Project

General

Profile

Bug #1616

configuration should check that the compiler will work with nvcc

Added by Mark Abraham almost 5 years ago. Updated 7 months ago.

Status:
Closed
Priority:
Normal
Assignee:
Category:
build system
Target version:
Affected version - extra info:
all versions since 4.6
Affected version:
Difficulty:
uncategorized
Close

Description

We've had a couple of gmx-users posts complain of a build-time error from nvcc when someone uses a compiler that their CUDA version does not support. One of them thought that it meant that we don't support icc 14, for example.

We can check for this with CMake at configure time, simply by compiling a test program. We do this for lots of other functionality, so I think we should do it for CUDA also.

I would suggest that a failure is fatal (and descriptive), since the decision of which compiler and which CUDA version to use needs user involvement. Also suggest release-5-0 branch. Should we suggest the work-around of hacking off the check in the CUDA headers?


Related issues

Related to GROMACS - Bug #2583: CUDA host compiler check is not retriggeredClosed

Associated revisions

Revision 5e9bcbcf (diff)
Added by Erik Lindahl over 1 year ago

Test that nvcc/host compiler combo works

Compile a trivial CUDA program during CMake time
to catch both unsupported nvcc/host compiler
version combinations and other unknown errors.

Fixes #1616.

Change-Id: I3cc55e4d0db9d6eb01e8a7cd8916cc7a7a1e21fd

Revision 029e1e95 (diff)
Added by Mark Abraham 7 months ago

Stop trying to check nvcc on Windows

The execute_process() call used in this check is not constructed to
work on Windows, so we should not run it there.

Refs #1616

Change-Id: I2103b78203f71d3f68b54898dd03c8fe0eb0fa4c

History

#1 Updated by Gerrit Code Review Bot about 4 years ago

Gerrit received a related patchset '1' for Issue #1616.
Uploader: Erik Lindahl ()
Change-Id: I38a4a7f59b61ae6628d9d181ab52de27f5d35927
Gerrit URL: https://gerrit.gromacs.org/4749

#2 Updated by Erik Lindahl about 4 years ago

  • Status changed from New to Fix uploaded

#3 Updated by Erik Lindahl over 3 years ago

Duplicate/related to #1248.

#4 Updated by Erik Lindahl over 3 years ago

  • Status changed from Fix uploaded to Accepted

#5 Updated by Erik Lindahl over 3 years ago

Since this issue is now more than a year old, I think it's time we decide whether somebody wants to invest significant time into testing it properly, or whether we should forget about it.

#6 Updated by Erik Lindahl about 3 years ago

No feedback from anybody for a week.
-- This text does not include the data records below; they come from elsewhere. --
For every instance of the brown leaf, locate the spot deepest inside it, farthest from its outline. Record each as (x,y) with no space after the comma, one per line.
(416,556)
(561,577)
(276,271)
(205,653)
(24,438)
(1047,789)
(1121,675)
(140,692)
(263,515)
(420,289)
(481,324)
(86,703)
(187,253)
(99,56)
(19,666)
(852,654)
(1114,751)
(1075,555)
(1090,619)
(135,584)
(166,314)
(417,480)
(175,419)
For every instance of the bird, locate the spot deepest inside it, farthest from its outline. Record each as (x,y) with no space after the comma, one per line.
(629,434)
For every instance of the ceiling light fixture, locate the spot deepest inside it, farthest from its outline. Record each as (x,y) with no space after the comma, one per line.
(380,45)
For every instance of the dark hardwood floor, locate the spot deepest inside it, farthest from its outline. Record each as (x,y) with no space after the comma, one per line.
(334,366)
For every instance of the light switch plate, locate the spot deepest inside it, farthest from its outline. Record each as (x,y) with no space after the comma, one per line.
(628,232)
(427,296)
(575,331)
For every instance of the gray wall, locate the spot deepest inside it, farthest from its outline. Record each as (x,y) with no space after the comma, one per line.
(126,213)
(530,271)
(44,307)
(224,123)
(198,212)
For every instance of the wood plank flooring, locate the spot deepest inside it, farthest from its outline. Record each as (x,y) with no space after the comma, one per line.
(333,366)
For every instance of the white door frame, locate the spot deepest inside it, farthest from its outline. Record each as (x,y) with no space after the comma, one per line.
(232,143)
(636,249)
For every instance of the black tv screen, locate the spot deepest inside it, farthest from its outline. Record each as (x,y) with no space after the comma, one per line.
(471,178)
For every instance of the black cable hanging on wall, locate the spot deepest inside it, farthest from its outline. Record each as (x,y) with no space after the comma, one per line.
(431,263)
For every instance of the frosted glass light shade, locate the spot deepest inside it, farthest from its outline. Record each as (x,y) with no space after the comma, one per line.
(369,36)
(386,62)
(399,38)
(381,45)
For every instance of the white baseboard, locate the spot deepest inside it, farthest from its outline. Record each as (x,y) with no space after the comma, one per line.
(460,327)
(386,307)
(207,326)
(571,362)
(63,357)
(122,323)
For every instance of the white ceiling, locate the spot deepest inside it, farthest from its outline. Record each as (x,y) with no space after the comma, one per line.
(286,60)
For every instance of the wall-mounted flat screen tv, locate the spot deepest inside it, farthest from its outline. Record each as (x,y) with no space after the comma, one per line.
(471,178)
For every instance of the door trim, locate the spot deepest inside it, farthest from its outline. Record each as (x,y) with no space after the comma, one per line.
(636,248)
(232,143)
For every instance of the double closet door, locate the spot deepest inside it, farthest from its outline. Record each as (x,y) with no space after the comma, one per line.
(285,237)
We'll wait one more week for people to volunteer, but if nobody steps out we'll simply decide that we cannot debug the entire build landscape for nvcc and arbitrary host compilers in the Gromacs configuration files, but leave that to the user and close this issue.

#7 Updated by Mark Abraham about 3 years ago

I'll try to have a go at this

#8 Updated by Mark Abraham about 3 years ago

  • Assignee set to Mark Abraham

#9 Updated by Gerrit Code Review Bot over 1 year ago

Gerrit received a related patchset '1' for Issue #1616.
Uploader: Erik Lindahl ()
Change-Id: gromacs~release-2018~I3cc55e4d0db9d6eb01e8a7cd8916cc7a7a1e21fd
Gerrit URL: https://gerrit.gromacs.org/7357

#10 Updated by Mark Abraham over 1 year ago

  • Target version set to 2018

#11 Updated by Mark Abraham over 1 year ago

  • Status changed from Accepted to Fix uploaded

#12 Updated by Szilárd Páll over 1 year ago

Erik Lindahl wrote:

we'll simply decide that we cannot debug the entire build landscape for nvcc and arbitrary host compilers in the Gromacs configuration files, but leave that to the user and close this issue.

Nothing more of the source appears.